Do-It-Yourself projects are a cultural trend that has been around for a long time. There’s something about creating things with your hands that appeals to a lot of people. And in recent years, some have taken to building their own houses from scratch. The Internet is a great resource in that people can find guides and how-to videos to inform them on each stage of the process. It’s not rocket science, but it’s also not something you’d think a 13-year-old boy would be interested in doing.
Luke Thill is a 13-year-old from Dubuque, Iowa. Like any other teenage boy, he has lots of energy and is easily bored. But here’s where he sets himself apart: to cope with his boredom one summer, he decided to build a house in his parents’ backyard. The end result of this endeavor became so much more than he originally expected.
Luke set out to find the money and materials to complete his project, and first went to his parents for help. Though they approved of his efforts, they decided to let him do most of the work by himself. “It was a chance for a kid to do something more than play video games or sports,” said his dad Greg. “It teaches life lessons.” So how did Luke manage to get it done?
The teen cut neighbors’ lawns, raised funds online, and ran errands for people in his community as a trade-in for work or supplies. For example, a family friend who was an electrician helped him install the wiring in exchange for cleaning out his garage. Finally, he was able to gather enough money and materials to start building. Though it took him a lot longer than he anticipated…
One year later, Luke had raised $1,500 and collected enough stuff to begin building. He ended up using reclaimed or recycled materials for 75% of the house. In the process, he helped friends and neighbors get rid of unwanted things, like his uncle’s friend’s front door and many leftover items from his grandmother’s garage. Once building was firmly underway, he realized something that caught him by surprise.
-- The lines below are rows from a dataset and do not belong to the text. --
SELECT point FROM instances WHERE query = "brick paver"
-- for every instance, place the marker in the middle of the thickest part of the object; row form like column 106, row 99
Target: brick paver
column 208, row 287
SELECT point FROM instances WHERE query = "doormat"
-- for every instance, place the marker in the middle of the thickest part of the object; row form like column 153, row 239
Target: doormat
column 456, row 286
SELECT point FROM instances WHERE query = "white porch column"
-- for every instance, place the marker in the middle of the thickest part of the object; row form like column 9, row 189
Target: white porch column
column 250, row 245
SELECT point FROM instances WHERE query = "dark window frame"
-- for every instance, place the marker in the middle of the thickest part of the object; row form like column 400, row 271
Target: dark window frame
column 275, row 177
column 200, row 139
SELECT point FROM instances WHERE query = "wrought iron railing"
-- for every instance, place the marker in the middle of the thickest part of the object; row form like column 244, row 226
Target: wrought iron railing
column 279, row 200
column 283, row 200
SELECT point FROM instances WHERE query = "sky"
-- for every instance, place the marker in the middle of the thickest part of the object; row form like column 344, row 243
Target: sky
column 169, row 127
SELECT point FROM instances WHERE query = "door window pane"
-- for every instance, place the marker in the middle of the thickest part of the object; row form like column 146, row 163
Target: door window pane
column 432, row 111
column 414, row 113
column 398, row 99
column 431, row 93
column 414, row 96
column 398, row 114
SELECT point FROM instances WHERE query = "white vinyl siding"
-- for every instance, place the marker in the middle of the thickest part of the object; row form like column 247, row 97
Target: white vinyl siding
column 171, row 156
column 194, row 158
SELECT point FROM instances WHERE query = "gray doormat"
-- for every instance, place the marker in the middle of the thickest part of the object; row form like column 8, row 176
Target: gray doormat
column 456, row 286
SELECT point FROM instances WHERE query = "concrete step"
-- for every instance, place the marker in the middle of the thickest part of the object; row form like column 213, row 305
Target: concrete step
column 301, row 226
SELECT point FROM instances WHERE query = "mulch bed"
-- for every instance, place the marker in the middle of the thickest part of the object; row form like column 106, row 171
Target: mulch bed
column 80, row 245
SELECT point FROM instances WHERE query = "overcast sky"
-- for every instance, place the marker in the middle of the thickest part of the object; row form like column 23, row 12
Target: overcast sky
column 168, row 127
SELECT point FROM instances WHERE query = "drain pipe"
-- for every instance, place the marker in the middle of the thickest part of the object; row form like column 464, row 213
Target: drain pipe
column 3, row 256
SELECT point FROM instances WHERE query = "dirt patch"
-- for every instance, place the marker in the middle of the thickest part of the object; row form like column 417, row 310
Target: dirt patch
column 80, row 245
Word of mouth had spread around town about the teen’s little venture. People were eager to know how he was doing so he decided to create a YouTube channel, where he kept viewers updated on his progress and also answered questions about the process. Before long, everyone in school knew his name, which might not have been the best thing for Luke at the time.
As his commitment and skill became clear to everyone, Luke was turning heads everywhere he went. Then, out of the blue, his principal called him into his office one day. “I don’t go there very often,” Luke said in one of his videos. “I’ve never gone there for anything bad.”
As it turned out, the principal was friends with a newspaper reporter from Indianapolis, who wanted to talk to the teen for a story. Despite the attention, Luke had to focus on finishing the project, and he still had obstacles to face before construction was done.
When creating the kitchen area for his tiny house, the teen decided to make a homemade countertop, using pieces of stained glass and liquid glaze. He researched the technique and studied YouTube videos of the process. But when time came to do it himself, the glaze leaked all through the mold. Though his idea failed, Luke did not let this deter him, and soon his perseverance paid off as he got an unexpected invitation.
The teen was contacted by a representative of TinyFest Midwest, a festival celebrating tiny houses and small living. They not only wanted Luke to attend, they also asked him to speak about the experience of building his tiny house. He was excited about preparing his speech since he’d recently earned a public speaking merit badge. And with the house almost finished, he’d soon be able to move in… except for one small detail.
Luke’s tiny house was finally done, as it had everything he would need to sleep, eat, and go about his day. Still, no house is complete without a few homely touches. After ensuring that his house was fully operational, he made sure the place looked warm and inviting. It had to look flawless. Afterall, now was the time to expose a year of hard work, not only to his family but to his entire fanbase and beyond.
Except he had one problem: the house had no toilet. The teen realized that installing plumbing was more than he could manage, but in the end he didn’t mind. “I liked the minimalism,” he told the Des Moines Register. Once the house was ready, he made a video tour that wowed everyone.